Trata-se de um estudo descritivo e transversal. A população abordada foi composta pelos enfermeiros das equipes de saúde da família dos 27 municípios da Macrorregião de Saúde do Triângulo Sul que concordaram em participar da pesquisa. Foram excluídos 23 enfermeiros que se encontravam afastados temporariamente de suas atividades por motivo de licença ou em período de férias. Não houve recusa, por parte dos enfermeiros, em participar da pesquisa. Dessa forma, do total de 113 enfermeiros em exercício durante o período de coleta de dados, entre maio e julho de 2007, 90, sendo que (79,7%) enfermeiros participaram da pesquisa.

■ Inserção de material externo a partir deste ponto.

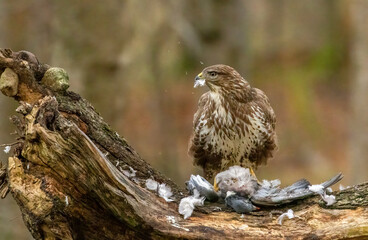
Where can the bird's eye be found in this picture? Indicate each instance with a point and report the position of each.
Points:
(212, 74)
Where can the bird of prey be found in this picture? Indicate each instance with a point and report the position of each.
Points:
(234, 123)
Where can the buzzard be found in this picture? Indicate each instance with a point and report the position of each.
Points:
(234, 123)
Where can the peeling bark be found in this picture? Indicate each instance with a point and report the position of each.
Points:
(66, 174)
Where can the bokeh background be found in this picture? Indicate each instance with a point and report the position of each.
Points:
(135, 61)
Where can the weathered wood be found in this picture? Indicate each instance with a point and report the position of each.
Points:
(66, 174)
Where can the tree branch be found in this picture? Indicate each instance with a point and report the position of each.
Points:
(69, 174)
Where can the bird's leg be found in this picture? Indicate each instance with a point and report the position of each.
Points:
(253, 174)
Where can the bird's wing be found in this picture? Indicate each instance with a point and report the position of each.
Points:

Os dados foram coletados através de dois instrumentos autoaplicados, um para avaliação genérica da QV e outro contendo as variáveis sociodemográficas. Os participantes foram contatados nas suas respectivas Unidades de Saúde da Família, e esclarecidos sobre os objetivos da pesquisa, o preenchimento do questionário, a assinatura do Termo de Consentimento Livre e Esclarecido, a garantia do sigilo e o anonimato das respostas, e também sobre eventuais dúvidas. Somente após a anuência do entrevistado e assinatura do referido Termo conduziu-se a aplicação dos instrumentos.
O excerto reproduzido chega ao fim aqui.